Dealing with Debt as a Millenial
As a young person, just out of school and getting into my first job, dealing with debt is part of my everyday life. I had student loans, and a car loan totalling around $38,000 when I graduated from University. These days, starting out life with this much debt is just the cost of doing business. It’s a necessary prerequisite to any kind of middle class education and (hopefully) existence.
Staying in debt, however, is not a necessary part of middle class existence. In fact, for a millennial staying in debt, or taking the longest possible amount of time to pay off debt, is downright stupid. For me, I want to pay off my debt as soon as possible. I’ve gone a little extreme in the process of trying to pay off my debt quickly. I’ve become a permanent house sitter to save on rent costs, my fiance and I share a single car in an area with no public transportation, and are trying to be as frugal as possible about our upcoming nuptials.

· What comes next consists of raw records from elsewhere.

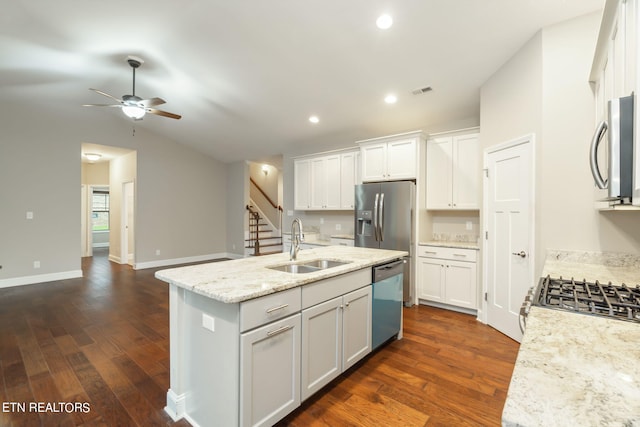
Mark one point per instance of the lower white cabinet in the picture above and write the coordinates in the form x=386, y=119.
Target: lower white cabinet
x=335, y=335
x=270, y=372
x=448, y=276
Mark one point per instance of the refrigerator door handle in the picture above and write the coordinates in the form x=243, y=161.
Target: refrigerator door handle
x=375, y=217
x=381, y=222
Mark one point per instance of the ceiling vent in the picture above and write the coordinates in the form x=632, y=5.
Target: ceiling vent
x=421, y=90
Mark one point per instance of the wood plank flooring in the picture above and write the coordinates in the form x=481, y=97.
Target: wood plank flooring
x=102, y=343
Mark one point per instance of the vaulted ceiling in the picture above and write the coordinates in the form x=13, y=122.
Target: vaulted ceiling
x=246, y=75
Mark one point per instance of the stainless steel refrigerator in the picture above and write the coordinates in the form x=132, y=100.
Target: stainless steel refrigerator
x=384, y=217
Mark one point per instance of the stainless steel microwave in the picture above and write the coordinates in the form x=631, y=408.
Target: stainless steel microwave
x=618, y=129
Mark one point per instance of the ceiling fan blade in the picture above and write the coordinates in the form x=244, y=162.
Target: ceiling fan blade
x=102, y=105
x=163, y=113
x=106, y=94
x=152, y=102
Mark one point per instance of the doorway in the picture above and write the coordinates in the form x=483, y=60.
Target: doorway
x=127, y=224
x=510, y=232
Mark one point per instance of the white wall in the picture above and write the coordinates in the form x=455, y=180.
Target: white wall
x=180, y=193
x=543, y=89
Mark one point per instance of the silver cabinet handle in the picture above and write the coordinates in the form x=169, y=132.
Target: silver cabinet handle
x=279, y=330
x=280, y=307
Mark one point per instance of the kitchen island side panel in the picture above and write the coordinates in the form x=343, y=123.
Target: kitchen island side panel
x=207, y=370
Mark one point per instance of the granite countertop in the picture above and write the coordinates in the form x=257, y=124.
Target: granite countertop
x=574, y=368
x=247, y=278
x=450, y=244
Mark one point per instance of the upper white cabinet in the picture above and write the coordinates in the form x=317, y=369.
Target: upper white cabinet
x=452, y=172
x=615, y=71
x=349, y=177
x=325, y=182
x=391, y=158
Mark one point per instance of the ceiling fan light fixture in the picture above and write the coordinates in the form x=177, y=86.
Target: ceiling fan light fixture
x=133, y=111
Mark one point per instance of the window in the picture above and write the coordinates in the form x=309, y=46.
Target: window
x=100, y=210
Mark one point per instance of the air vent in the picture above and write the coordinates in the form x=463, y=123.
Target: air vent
x=421, y=90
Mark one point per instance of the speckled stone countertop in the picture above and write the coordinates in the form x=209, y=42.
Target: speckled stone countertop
x=247, y=278
x=450, y=244
x=575, y=369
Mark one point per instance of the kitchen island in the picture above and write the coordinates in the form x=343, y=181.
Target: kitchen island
x=576, y=369
x=248, y=342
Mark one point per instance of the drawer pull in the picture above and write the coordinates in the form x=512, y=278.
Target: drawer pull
x=279, y=330
x=280, y=307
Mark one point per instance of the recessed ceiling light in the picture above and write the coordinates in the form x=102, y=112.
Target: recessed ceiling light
x=384, y=21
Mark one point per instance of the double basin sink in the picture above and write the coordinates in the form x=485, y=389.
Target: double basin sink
x=308, y=266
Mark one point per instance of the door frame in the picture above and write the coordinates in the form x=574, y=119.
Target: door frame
x=124, y=233
x=529, y=138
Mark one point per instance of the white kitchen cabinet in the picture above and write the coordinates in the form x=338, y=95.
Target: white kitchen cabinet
x=302, y=184
x=335, y=335
x=448, y=276
x=452, y=172
x=270, y=372
x=390, y=158
x=349, y=177
x=325, y=182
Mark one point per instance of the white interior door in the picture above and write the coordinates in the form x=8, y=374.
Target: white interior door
x=509, y=224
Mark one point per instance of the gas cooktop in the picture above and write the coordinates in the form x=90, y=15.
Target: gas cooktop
x=615, y=301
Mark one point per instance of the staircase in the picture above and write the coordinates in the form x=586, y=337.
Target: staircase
x=263, y=240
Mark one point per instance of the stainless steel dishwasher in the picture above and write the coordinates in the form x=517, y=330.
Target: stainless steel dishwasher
x=387, y=302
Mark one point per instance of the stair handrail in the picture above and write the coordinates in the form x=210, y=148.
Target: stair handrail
x=256, y=217
x=271, y=202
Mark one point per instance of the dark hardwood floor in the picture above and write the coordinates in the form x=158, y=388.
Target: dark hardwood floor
x=95, y=351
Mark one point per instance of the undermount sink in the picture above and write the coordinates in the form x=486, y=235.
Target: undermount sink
x=308, y=266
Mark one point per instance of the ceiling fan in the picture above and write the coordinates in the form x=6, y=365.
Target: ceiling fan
x=133, y=106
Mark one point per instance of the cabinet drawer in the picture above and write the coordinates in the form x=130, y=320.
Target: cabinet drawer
x=456, y=254
x=266, y=309
x=326, y=289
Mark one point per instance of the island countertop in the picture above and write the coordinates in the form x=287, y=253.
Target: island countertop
x=243, y=279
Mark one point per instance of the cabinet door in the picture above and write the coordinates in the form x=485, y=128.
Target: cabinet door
x=466, y=172
x=301, y=184
x=439, y=174
x=460, y=284
x=402, y=159
x=270, y=372
x=431, y=276
x=332, y=182
x=347, y=180
x=321, y=345
x=356, y=326
x=374, y=162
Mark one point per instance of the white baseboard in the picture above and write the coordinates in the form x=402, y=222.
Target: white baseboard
x=40, y=278
x=185, y=260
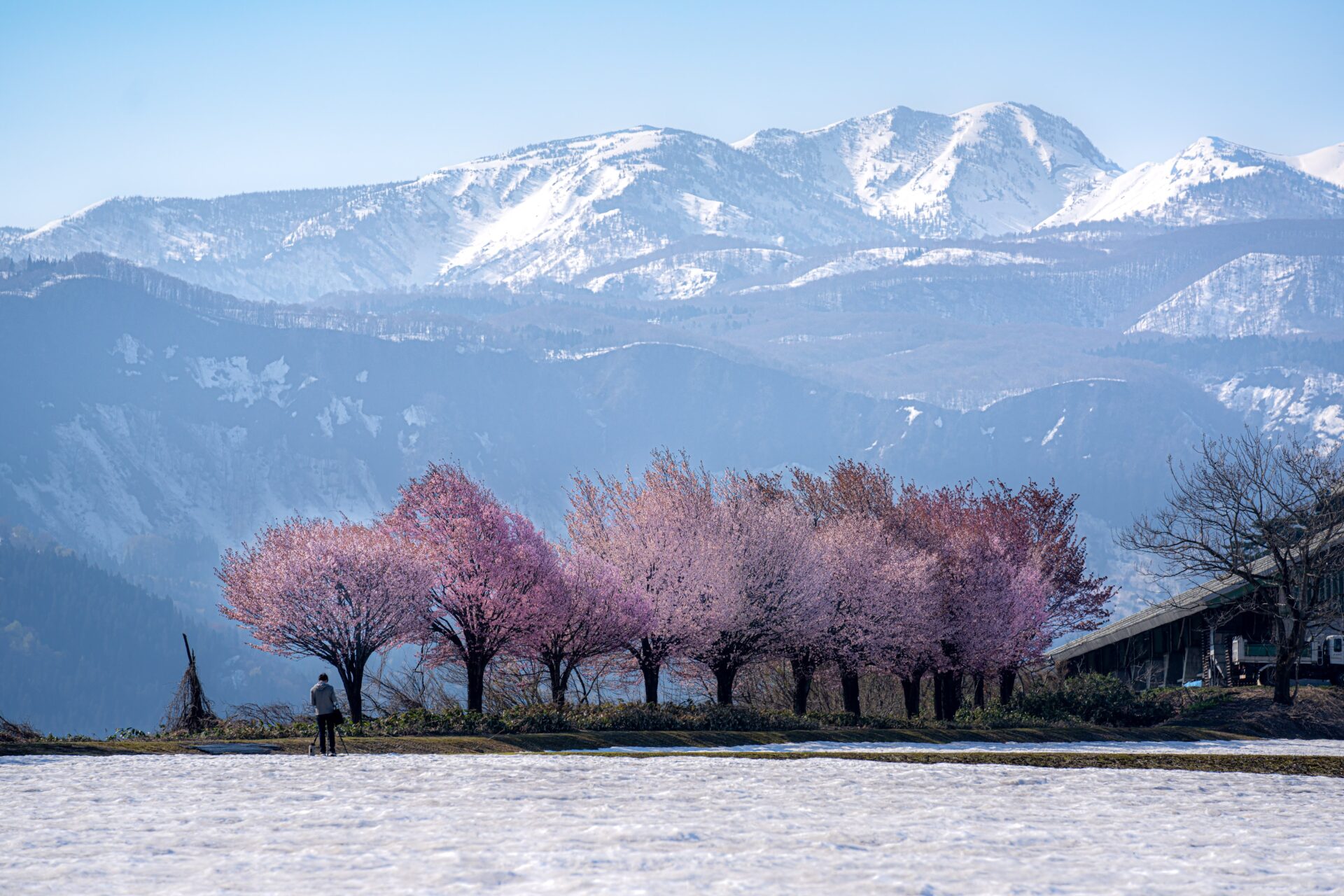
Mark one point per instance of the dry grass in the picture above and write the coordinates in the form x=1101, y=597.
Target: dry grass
x=1317, y=766
x=597, y=741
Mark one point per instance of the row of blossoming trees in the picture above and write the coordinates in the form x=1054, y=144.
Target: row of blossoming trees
x=680, y=566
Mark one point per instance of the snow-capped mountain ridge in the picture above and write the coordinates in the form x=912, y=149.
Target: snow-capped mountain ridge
x=1210, y=182
x=581, y=211
x=990, y=169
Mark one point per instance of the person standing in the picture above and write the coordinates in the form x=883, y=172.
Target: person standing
x=323, y=697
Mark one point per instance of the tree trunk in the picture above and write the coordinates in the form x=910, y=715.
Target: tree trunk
x=1007, y=679
x=559, y=684
x=910, y=688
x=724, y=676
x=1284, y=664
x=946, y=695
x=850, y=691
x=353, y=679
x=651, y=681
x=803, y=672
x=475, y=685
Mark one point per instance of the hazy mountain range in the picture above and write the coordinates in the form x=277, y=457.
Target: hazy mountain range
x=974, y=295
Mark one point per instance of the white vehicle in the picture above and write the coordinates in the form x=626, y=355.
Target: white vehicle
x=1323, y=657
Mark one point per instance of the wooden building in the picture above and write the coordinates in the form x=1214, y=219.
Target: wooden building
x=1186, y=638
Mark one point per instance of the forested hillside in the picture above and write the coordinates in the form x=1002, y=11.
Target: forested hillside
x=86, y=652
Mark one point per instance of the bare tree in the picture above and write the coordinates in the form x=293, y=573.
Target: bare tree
x=1269, y=514
x=190, y=711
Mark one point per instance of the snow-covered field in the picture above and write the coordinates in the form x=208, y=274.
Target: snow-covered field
x=664, y=825
x=1253, y=747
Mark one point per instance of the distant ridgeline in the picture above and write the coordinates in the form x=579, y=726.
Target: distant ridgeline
x=86, y=652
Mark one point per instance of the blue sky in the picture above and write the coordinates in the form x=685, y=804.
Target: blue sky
x=203, y=99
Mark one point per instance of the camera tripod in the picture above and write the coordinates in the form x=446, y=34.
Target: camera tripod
x=335, y=734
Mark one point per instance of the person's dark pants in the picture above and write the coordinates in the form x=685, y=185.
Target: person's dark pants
x=327, y=731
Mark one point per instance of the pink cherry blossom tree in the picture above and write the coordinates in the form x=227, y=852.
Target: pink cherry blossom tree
x=990, y=589
x=594, y=615
x=496, y=578
x=650, y=527
x=762, y=582
x=875, y=605
x=1040, y=524
x=336, y=592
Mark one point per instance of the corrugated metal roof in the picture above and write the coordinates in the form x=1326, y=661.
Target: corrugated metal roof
x=1186, y=603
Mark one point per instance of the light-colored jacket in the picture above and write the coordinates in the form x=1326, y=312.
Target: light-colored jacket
x=323, y=697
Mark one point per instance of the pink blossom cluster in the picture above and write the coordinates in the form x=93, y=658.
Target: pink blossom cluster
x=675, y=564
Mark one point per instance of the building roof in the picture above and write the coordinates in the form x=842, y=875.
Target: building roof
x=1186, y=603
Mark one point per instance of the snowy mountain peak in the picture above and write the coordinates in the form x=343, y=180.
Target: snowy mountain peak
x=584, y=210
x=995, y=168
x=1326, y=163
x=1210, y=182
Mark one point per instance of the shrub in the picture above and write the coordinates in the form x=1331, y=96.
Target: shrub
x=1094, y=699
x=17, y=731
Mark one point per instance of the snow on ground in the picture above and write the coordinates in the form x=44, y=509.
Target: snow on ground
x=673, y=825
x=1245, y=747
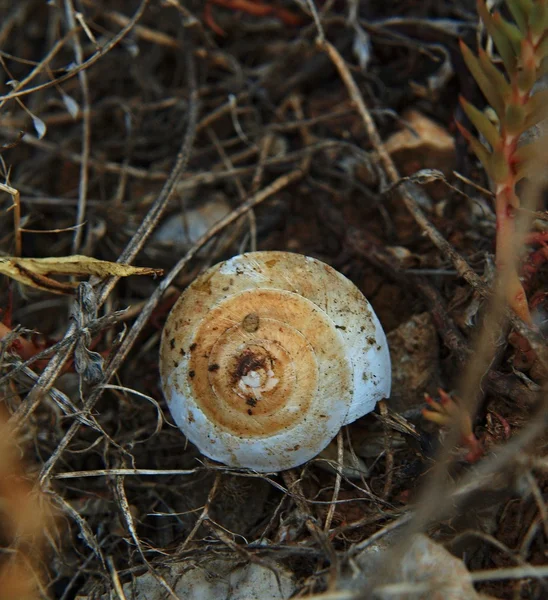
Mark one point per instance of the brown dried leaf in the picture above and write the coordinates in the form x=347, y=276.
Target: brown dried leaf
x=35, y=271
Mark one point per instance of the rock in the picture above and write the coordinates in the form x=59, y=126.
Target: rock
x=430, y=147
x=216, y=581
x=436, y=573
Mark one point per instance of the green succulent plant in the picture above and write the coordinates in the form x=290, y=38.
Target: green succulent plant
x=523, y=49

I’ve gone to these extremes because I worry that my debt is keeping me away from stable financial footing.
Job Security Is Rare
As a young person just entering the job market, I’m at the bottom of the barrel, employment wise. I was very lucky to secure full time employment immediately after graduation in my field of choice, but that doesn’t mean my job is secure. The economy isn’t what it used to be, times are tough, and if the axe ever came down, another job might not be right around the corner.
Once upon a time, you got a job, and stayed with that employer for your entire life. You might switch companies a few times, but for the most part, job hopping wasn’t really on the table.
Now, I would be shocked if I didn’t experience some form of unemployment in the future. I’m not a doctor, or a lawyer, and neither is my fiance, our job security is far from concrete. I’m trying to avoid unemployment as much as possible, but if that ever happens, I don’t want to have to worry about making payments on almost $40k in debt. Instead, I want to have no debt, and a financial cushion to fall back on. So, I have to pay it off.
Affordable Homes are Rare
Beyond having a financial cushion, I want a home. Buying property these days, especially for some people with a load of debt, is an entirely different ball game than it used to be. Interest rates are low, but home prices are high. I want to buy a decent house, but I don’t want to have to struggle to make ends meet if interest rates go up. To do this, I have to do two things:
- Reduce my other financial obligations: I need to eliminate my $500 in minimum debt payments I make every month.
- Save a monstrous down payment in order to keep my monthly payment reasonable.
Not everyone gets rid of all debt before home ownership, but I’m going to. Having all of this debt and having a mortgage would be way too much debt to carry should anything go wrong in life. I don’t want to have to chose between making a payment on my home, and making a payment on my education. So I’m going to pay it all off, and rent in the mean time.
Sufficient Retirement Funding is Rare
Saving for retirement isn’t something that’s on most people’s radar, especially people my age. After all, I’m 23. I’ve got my whole life to save for retirement. Unfortunately, I’m not expecting any kind of additional retirement funding, beyond what I provide for myself. I’m not saving for retirement yet, but once I’m out of debt (probably by the time I’m 24) I’ll start socking away cash into retirement funds.
Retiring with full pensions as some people have, is a thing of the past and an amazing pipe dream for most, including myself. Because of this, I’m planning on using time to my advantage by investing early. In order to do that, but have enough cash left over to you know, live, I’m going to pay all of my debt off.
Debt is the Enemy of Millennial Prosperity
Becoming an adult as a millennial has been a rude awakening for me. I don’t know what I expected, but I didn’t expect adult life to be as much of an uphill battle as it has been. Instead of beginning my life, having a wedding, saving for a house, or (now this is a long way off) thinking about having kids, I have to accomplish a laundry list of prerequisites in order to ensure my own security and prosperity. First I need to dig myself out of a $38,000 hole, build a big barricade around myself to protect from potential catastrophes, accumulate a small fortune in order to become a home owner, and then divert significant portions of my future earnings towards funding my old age.
Once that’s all accomplished, maybe I can get down to living a typical life. Until then, I’m suspended in 20-something purgatory, not quite sure of my place, but knowing where I’d like to end up. I do know one thing though, I’m not going to be able to accomplish any of that with the weight of debt hanging around my neck.
Is finding stable financial footing to be more difficult than you thought? I want to know!